Crop Insurance Adjuster
Field investigator for MPCI claims
I'm not here to tell you what your loss is. I'm here to measure it, document it, and let the policy do what the policy does.
Drives to a grower's field within 72 hours of a notice of loss, walks the rows, pulls stand counts, digs sample hills, photographs damage, and reconciles what they see against the production history on file. Writes the claim narrative, applies the RMA loss procedure, and defends the determination if the grower disputes. Covers hail, frost, late blight, drought, excessive moisture, and the occasional storage-vent failure.
Idaho's Magic Valley and Upper Snake, Columbia Basin in Washington, Red River Valley straddling North Dakota and Minnesota, Aroostook County Maine, central Wisconsin, San Luis Valley Colorado. Adjusters live within an hour of the operations they cover and add seasonal contractors when a storm region lights up.
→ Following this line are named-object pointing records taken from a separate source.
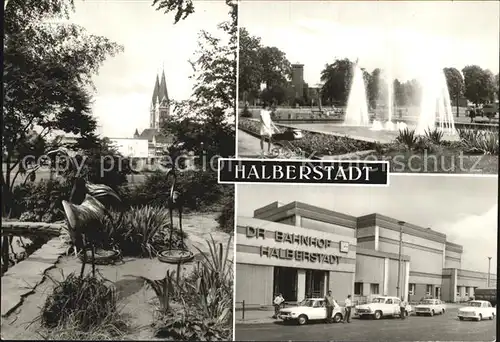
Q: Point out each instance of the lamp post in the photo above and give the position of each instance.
(401, 223)
(489, 264)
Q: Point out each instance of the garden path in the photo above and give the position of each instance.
(25, 286)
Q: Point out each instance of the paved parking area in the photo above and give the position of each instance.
(445, 327)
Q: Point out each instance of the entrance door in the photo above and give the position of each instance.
(315, 283)
(285, 282)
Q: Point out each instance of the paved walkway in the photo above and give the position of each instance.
(25, 286)
(263, 316)
(249, 146)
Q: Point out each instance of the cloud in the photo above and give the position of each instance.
(151, 42)
(478, 235)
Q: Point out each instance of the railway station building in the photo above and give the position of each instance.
(301, 250)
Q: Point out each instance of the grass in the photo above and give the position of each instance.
(82, 308)
(205, 297)
(195, 306)
(140, 231)
(475, 152)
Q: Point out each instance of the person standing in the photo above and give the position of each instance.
(348, 307)
(402, 308)
(330, 304)
(278, 300)
(266, 128)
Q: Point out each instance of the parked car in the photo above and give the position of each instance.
(430, 307)
(381, 306)
(477, 310)
(310, 309)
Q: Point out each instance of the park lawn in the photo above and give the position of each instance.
(447, 161)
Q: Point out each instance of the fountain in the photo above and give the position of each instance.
(435, 105)
(357, 107)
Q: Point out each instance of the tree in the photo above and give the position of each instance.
(479, 84)
(374, 88)
(48, 65)
(337, 78)
(455, 83)
(182, 8)
(250, 67)
(205, 123)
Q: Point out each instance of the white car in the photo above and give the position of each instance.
(430, 307)
(477, 310)
(381, 306)
(297, 134)
(310, 309)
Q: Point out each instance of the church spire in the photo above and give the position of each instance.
(163, 93)
(156, 91)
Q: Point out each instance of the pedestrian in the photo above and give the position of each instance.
(330, 304)
(278, 301)
(348, 307)
(266, 128)
(402, 308)
(472, 115)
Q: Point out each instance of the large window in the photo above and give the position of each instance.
(411, 290)
(358, 289)
(285, 282)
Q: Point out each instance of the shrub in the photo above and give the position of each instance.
(435, 135)
(139, 231)
(189, 325)
(246, 112)
(85, 302)
(479, 141)
(407, 137)
(40, 202)
(226, 217)
(200, 190)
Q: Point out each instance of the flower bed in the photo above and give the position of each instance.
(315, 143)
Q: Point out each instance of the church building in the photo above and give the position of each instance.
(158, 115)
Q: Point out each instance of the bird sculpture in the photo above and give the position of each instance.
(83, 222)
(175, 201)
(84, 205)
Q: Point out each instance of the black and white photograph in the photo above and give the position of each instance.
(415, 83)
(413, 261)
(114, 225)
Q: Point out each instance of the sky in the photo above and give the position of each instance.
(463, 208)
(151, 41)
(401, 37)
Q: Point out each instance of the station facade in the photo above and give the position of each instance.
(300, 250)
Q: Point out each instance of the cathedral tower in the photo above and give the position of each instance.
(160, 103)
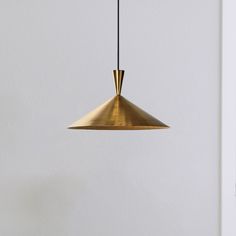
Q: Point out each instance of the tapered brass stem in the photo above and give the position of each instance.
(118, 77)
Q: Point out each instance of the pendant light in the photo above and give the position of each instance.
(118, 113)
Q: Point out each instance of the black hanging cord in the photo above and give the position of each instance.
(118, 34)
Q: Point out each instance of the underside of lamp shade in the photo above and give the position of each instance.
(118, 114)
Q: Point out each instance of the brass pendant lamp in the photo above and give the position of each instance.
(118, 113)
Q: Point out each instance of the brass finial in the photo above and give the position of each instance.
(118, 77)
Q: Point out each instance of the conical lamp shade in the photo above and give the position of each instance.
(118, 114)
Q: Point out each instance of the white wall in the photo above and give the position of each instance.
(56, 63)
(228, 120)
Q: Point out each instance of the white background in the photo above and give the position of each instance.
(228, 119)
(56, 62)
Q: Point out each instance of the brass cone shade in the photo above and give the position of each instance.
(118, 114)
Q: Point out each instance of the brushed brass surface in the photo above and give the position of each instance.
(118, 77)
(118, 114)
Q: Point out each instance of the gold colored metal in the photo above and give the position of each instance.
(118, 114)
(118, 77)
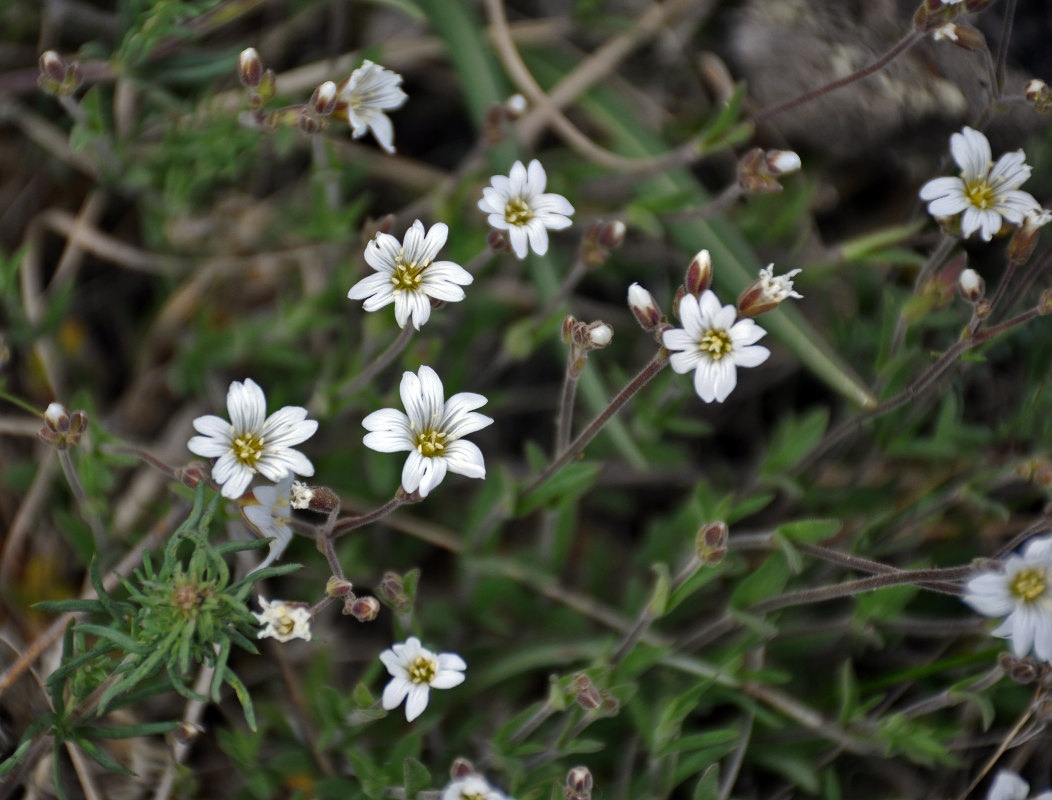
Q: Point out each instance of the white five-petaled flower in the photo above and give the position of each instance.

Show up to a field where the grower claims hail wiped out 60% and the stand looks like 20%. Any whiff of moral hazard — abandoned acres that were going to fail anyway, suspicious replant timing, inflated APH. RMA procedure updates mid-season that change how the loss gets calculated. Carrier wants the file closed; grower wants more. Reputation in a small town rides on every determination.
A clean claim where the photos, the production records, and the field walk all agree, and the check goes out before the grower's operating note comes due. Catching a misfiled APH that would have under-paid an honest grower. Getting a complicated late-blight claim through review without a reinspection because the documentation was airtight.
Rain & Hail or NAU Country claim software, RMA's Loss Adjustment Manual (LAM) and crop-specific handbook, iPad with field-mapping app, soil probe, measuring tape, hill-count frame, hand counter, digital camera with GPS-stamped photos, a truck with 200K miles, the grower's prior-year production records, USDA RMA actuarial documents.
Background work April-June on planting and replant claims. Volume spikes June-August with hail and disease. Frost claims hit early September in the north. Harvest-period quality loss claims run October-November. Storage loss claims trickle in through January-March. RMA training and recertification clusters in winter.
Career path
Most have a 2- or 4-year ag degree — agronomy, crop science, or ag business. Many enter through an AIP (approved insurance provider) trainee program at Rain & Hail, NAU Country, ProAg, or Hudson. Pass the RMA loss-adjuster certification for the relevant crop type — separate certs for hail, MPCI, and specialty crops. AINS or CPCU credentials help on the carrier side. Former growers, retired agronomists, and ex-extension agents all cross over here.
Salaried staff adjusters with a per-claim or claim-volume bonus during peak loss season. Independent contract adjusters paid per claim with mileage. Big hail events or a late-blight outbreak across a region make a year financially. Quiet years are quiet financially.